Modeling with the Wrecking Crew

Model Railroad Club

By Bob Beaty

 The Wrecking Crew Model Railroad Club is a 100 % NMRA club located in Birmingham, Alabama.  Their layout, The Locust Grove and Western, is a modular HO scale layout depicting North Central Alabama in the mid-1950’s.   As part of our Charter, we are dedicated to promoting the hobby of Model Railroading and sharing tips and techniques with fellow modelers and the public.  This hand out is one of a series of Modeling tips provided by the club.

 Modeling Water Effects

There are several reasons to model water on your Model Railroad.  Water was here before trains.  Railroads followed the line of least resistance, normally river beds. Water effects on a model railroad add a scenic touch, getting lots of “oohs and Ahs”. Water effects are easy to model and add life to a scene, whether a large river, a meandering stream or a puddle. 

Study the prototype.  The more you understand the subject the better the model will be. Water in nature takes on many colors, surface textures and movement.  Man’s interplay with water adds unique details and artifacts to a scene.  Some of the artifacts are detrimental to the environment but an interesting addition to any modeling scene. 

Take Reference pictures: Remember what you see is more so the surrounding environment that the actual water itself.  The banks, the bottom, the plants in and along the banks, algae and flotsam and jetsam in the “water column,” water movement and finally the water surface itself.

             Prepare the environment carefully first.  The more time you spend on this phase the better your water model will be regardless of the substance you use.

            Prepare the base.  Whether plaster, foam or some other product, it has to support material and provide the necessary contours and banks.

             Prevent leaks.  Ensure your prepared base is leak proof.
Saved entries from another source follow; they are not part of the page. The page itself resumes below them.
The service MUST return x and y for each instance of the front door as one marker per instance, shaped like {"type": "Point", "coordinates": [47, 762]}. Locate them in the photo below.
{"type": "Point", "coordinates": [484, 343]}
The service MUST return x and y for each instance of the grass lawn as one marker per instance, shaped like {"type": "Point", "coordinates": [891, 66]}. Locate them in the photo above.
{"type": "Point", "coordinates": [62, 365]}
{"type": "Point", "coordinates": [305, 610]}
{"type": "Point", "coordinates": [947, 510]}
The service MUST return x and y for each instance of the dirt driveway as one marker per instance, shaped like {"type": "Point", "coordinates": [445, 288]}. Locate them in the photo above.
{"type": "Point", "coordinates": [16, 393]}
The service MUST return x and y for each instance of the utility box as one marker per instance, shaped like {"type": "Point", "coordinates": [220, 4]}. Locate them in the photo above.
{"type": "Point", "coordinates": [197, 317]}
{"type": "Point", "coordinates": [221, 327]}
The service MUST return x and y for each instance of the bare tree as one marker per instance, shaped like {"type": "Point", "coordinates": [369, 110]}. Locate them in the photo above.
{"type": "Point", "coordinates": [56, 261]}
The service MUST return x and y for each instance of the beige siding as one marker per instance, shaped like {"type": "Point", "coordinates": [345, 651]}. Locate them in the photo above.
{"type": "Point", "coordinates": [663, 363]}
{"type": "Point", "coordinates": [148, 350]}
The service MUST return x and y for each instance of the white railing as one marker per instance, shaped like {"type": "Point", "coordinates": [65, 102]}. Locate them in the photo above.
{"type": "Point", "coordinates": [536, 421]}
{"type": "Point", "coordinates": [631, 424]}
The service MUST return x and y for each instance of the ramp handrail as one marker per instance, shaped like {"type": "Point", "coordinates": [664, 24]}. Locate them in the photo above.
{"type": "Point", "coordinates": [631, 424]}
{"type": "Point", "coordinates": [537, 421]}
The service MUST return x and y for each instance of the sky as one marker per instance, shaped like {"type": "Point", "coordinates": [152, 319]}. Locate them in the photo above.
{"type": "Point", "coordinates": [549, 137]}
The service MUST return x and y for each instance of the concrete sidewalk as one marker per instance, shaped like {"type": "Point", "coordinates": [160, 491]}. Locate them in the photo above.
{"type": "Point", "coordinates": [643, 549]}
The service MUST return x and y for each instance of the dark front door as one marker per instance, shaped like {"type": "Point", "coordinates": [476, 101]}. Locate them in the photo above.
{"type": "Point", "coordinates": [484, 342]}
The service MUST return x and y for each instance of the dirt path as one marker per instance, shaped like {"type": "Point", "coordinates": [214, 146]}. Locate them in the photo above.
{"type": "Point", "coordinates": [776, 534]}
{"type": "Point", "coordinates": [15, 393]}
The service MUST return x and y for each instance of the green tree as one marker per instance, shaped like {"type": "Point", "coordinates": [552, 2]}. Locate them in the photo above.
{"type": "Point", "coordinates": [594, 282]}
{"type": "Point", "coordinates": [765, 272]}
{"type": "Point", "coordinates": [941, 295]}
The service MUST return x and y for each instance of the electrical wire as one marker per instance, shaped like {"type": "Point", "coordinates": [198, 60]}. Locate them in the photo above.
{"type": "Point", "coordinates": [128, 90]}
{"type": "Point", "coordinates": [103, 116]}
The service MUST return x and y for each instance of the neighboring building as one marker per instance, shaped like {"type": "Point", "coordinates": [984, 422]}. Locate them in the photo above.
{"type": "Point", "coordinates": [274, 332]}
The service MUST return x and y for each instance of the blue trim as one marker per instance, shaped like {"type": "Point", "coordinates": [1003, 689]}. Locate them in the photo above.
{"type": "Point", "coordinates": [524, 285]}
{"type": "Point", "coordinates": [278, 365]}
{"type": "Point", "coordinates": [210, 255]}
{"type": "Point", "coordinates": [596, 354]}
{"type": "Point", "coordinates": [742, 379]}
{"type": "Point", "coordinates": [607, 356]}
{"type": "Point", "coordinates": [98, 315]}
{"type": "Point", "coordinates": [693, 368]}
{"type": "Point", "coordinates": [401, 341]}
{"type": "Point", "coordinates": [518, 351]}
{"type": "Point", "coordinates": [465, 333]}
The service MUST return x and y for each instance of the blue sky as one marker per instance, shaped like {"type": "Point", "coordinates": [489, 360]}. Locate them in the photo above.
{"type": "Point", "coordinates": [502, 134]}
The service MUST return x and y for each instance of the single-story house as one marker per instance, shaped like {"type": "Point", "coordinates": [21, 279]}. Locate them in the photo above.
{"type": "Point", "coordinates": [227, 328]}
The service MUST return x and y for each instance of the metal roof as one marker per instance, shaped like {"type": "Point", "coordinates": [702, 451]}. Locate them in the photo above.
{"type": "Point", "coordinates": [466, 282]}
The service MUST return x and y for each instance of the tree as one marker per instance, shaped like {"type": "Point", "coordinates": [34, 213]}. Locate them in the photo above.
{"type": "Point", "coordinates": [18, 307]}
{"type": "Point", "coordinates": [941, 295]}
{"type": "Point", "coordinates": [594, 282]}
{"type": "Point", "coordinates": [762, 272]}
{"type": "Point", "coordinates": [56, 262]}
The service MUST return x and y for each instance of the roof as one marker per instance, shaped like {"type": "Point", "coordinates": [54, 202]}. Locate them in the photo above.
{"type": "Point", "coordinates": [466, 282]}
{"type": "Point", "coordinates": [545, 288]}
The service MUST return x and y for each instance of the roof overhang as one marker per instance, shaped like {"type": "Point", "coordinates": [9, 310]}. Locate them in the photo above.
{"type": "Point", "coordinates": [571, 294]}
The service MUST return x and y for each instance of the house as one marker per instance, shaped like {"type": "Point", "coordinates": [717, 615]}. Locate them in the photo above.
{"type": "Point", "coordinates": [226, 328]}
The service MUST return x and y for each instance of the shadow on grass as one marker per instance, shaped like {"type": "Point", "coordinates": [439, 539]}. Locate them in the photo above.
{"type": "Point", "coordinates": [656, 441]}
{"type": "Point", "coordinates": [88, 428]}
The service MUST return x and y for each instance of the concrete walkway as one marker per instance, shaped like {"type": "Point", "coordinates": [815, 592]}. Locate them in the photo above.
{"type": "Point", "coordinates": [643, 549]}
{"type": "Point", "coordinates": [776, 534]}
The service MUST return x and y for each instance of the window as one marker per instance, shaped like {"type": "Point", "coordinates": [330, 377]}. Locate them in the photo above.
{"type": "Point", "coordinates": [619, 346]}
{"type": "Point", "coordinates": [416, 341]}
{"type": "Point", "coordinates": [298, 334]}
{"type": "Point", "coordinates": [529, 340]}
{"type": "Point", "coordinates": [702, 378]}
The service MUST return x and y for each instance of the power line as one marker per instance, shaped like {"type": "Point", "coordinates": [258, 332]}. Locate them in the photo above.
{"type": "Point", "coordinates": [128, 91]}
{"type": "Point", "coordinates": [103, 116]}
Most of the current products will seep through the smallest pinhole, creating a mess.  Not recommended for a carpeted train room.  The bed must be absolutely watertight.

            Add the scenery.  Ground texture, soil, rocks, tree limbs and ground cover.  Experiment to get the look you want. 

Some effects:

Seeing the bottom.  Populate your stream or lake with logs, trash, fish, rocks, junk etc before you pour whatever you intend to use.  Note this process does not lend itself to a gloss paint approach. 

Ripples and Waves.  You can produce ripples and waves with applications of gloss gel Medium or Woodland Scenic’s “Water Effects” product applied after the surface is set.

Wakes. Use a gel product or clear caulk with touches of white  paint.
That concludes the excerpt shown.